Google previews new AR and VR technology
Image credit: Reuters/Stephen Lam
The tech giant unveiled a range of new technologies at its I/O developers conference in Mountain View, California, including an augmented reality (AR) tool which provides information about objects when viewed through a camera, and a standalone virtual reality (VR) headset.
Opening the conference, Google CEO Sundar Pichai reported that there are 2 billion active Android users, 800 million Google Drive users and 500 million Google Photos users.
“In an AI-first world, we are rethinking all our products and applying machine learning and AI to solve user problems,” said Pichai. His keynote speech – which described the importance of using machine learning to improve the capability of our gadgets to process non-text-based information – set the tone for the remainder of the conference.
“Thanks to advances in deep learning, we’re able to make images, photos and videos useful for finding things. Speech and vision are becoming as important to computing as the keyboard.”
Pichai began by presenting Google Lens, which adds context to objects and places seen through a camera, using image recognition and location to provide supplementary information. This could include offering reviews for a restaurant, or naming a species of flower. It could also be used with Google Assistant to translate printed text, such as in a menu.
The Google Photos app will have new features, such as using facial recognition to suggest which photos should be shared with your contacts, more editing abilities (such as removing obstructions from a picture) and compiling printed photo albums which can be sent to your door.

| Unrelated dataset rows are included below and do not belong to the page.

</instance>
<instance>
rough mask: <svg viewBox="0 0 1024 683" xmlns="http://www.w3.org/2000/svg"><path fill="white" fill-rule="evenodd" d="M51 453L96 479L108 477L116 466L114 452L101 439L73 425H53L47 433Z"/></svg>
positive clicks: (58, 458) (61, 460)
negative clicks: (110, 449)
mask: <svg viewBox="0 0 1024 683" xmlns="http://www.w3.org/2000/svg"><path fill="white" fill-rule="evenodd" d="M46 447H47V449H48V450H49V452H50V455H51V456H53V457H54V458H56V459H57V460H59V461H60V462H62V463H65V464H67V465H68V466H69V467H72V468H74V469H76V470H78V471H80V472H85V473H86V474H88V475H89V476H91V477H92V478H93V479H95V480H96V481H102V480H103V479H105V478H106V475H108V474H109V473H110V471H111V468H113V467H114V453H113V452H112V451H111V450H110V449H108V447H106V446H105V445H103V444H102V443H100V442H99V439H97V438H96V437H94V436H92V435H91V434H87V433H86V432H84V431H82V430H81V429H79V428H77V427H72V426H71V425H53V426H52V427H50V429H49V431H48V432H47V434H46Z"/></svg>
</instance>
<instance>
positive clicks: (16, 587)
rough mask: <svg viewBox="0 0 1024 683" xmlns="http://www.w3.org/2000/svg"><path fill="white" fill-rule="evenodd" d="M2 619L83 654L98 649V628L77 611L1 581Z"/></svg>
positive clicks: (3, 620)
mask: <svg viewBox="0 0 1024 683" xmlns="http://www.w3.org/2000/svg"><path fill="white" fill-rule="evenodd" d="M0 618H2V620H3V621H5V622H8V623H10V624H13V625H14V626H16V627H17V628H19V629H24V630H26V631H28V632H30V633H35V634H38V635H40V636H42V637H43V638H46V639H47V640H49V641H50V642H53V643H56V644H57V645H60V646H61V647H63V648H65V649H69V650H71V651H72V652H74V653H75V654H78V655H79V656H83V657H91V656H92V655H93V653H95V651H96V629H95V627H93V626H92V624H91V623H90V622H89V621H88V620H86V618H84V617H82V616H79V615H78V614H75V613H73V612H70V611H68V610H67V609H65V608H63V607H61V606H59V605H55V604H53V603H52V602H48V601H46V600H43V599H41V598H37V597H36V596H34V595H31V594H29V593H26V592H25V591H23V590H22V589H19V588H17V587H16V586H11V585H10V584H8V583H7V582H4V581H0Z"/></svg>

Clay Bavor, head of VR at Google, previewed a standalone VR headset, which does not require a phone, computer or cables. “The whole device is designed just for VR,” he said. Google is collaborating with HTC, Qualcomm and Lenovo on the product. The company also announced that Samsung and LG would add capabilities to their newest smartphone models such that they will be compatible with Daydream, Google’s smartphone VR headset.
Google Home will be compatible with Spotify and other streaming services, and will begin prompting users to take actions – such as leaving home early – based on live data about the traffic, weather, flights and other things.

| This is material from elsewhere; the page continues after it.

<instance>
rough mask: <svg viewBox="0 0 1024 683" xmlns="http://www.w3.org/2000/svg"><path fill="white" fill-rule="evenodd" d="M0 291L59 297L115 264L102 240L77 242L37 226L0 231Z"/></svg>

The company announced some of the details of its next operating system, Android O, including enhanced security, longer battery life, more control over notifications and data usage, and the ability to copy and paste across devices. Android O (likely to be named ‘Oreo’) has no official launch date.
Google representatives also presented Android Go, a stripped-down version of its mobile operating system for cheap phones with less than 1GB of memory, which is intended for users in developing countries.
Among other new tools, features and hardware, Google revealed that Gmail will begin suggesting ‘smart replies’ to emails, that Google Assistant will interact in new languages including German and Korean, and a new form of AR called Virtual Positioning Service (VPS) which is intended to help users navigate indoors, much as GPS helps navigate outdoors.